Hi!

Jakub, please note question below.

On 2019-11-15T20:11:29+0100, Tobias Burnus <tob...@codesourcery.com> wrote:
> updated version. Changes:
> * Incorporate Thomas's changes
> * Add no_create clause to newly added 'acc serial'
> * Renamed (G)OMP_MAP_NO_ALLOC to (G)OMP_MAP_IF_PRESENT as proposed
> * Make no_create.c effective by adding 'has_firstprivate = true;' to 
> target.c.*

Thanks.

> (* If one tries to access c or e in the no_create-3.{c,f90} run-time 
> test case, plugin-nvidia rightly complains (illegal memory access), 
> using the created 'b' or 'd' works as tested by the test case.

So that's specifically what you fixed above, or is that another problem?

> This 
> feature seems to be also broken on the OG9 branch.)

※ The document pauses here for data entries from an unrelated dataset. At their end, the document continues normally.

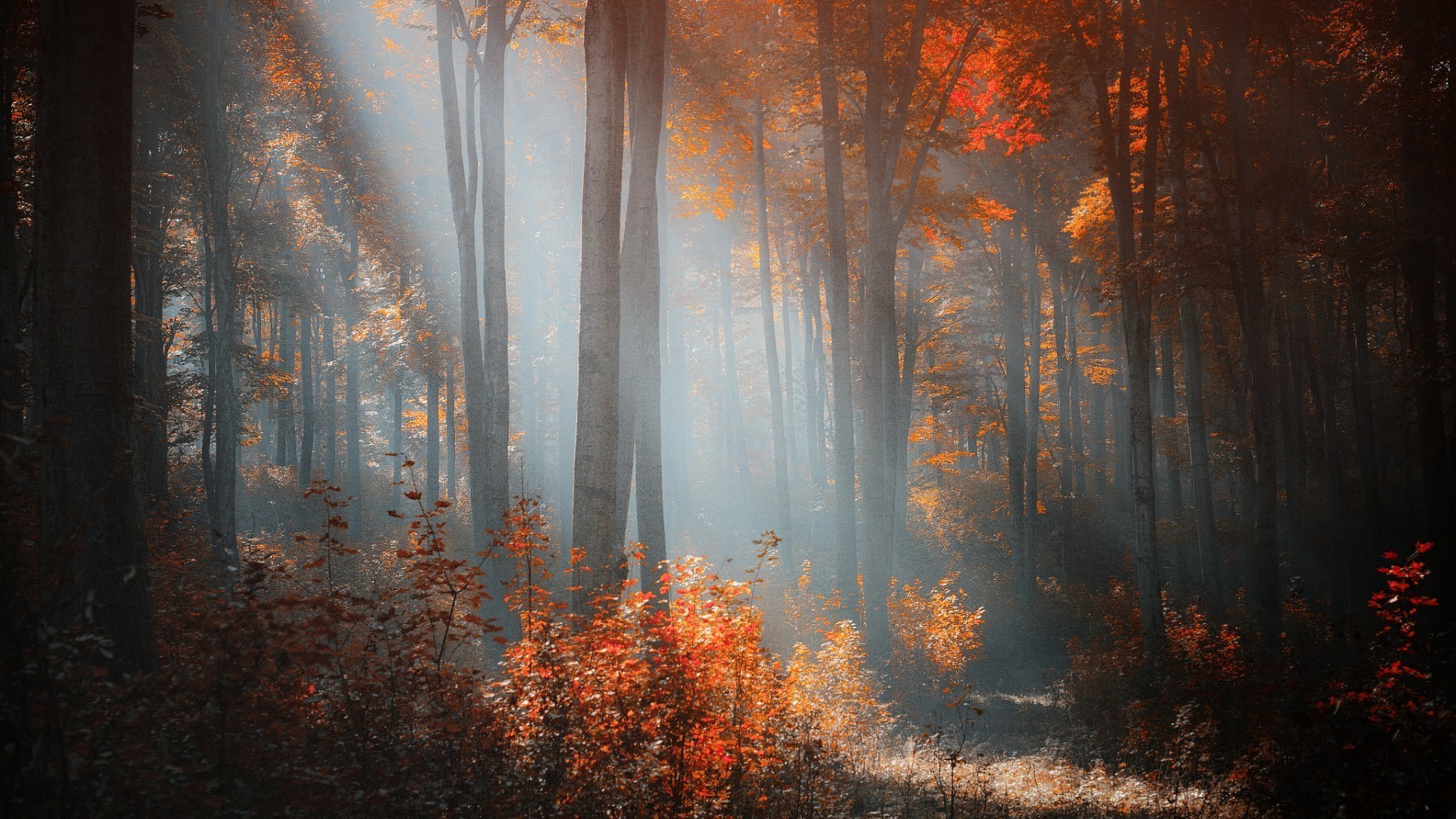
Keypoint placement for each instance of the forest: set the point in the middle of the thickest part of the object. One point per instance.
(745, 409)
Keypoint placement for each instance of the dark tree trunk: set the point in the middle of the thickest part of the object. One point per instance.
(1014, 344)
(12, 279)
(91, 510)
(641, 280)
(472, 360)
(306, 392)
(596, 532)
(353, 423)
(770, 340)
(846, 560)
(490, 461)
(433, 430)
(216, 155)
(1254, 321)
(1419, 254)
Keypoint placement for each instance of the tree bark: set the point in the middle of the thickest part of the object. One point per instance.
(642, 283)
(770, 340)
(491, 482)
(91, 510)
(596, 532)
(216, 156)
(846, 558)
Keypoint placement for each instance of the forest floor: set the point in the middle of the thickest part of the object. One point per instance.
(924, 783)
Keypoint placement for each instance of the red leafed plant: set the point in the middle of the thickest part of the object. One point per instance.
(1401, 689)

Not surprising, given the insufficient testsuite coverage...  ;'-|

I note that you've not addressed the other TODO items that I had put into
the libgomp memory mapping code (see below for reference).  I still think
that this should be understood better, that the code as currently
proposed/discussed is "too complex".  I have an idea how to do this
differently (easier?), but I still have to sketch that out, and not sure
when I'll get to that.  I'm willing to accept that patch as-is, unless
Jakub has any further comments at this point.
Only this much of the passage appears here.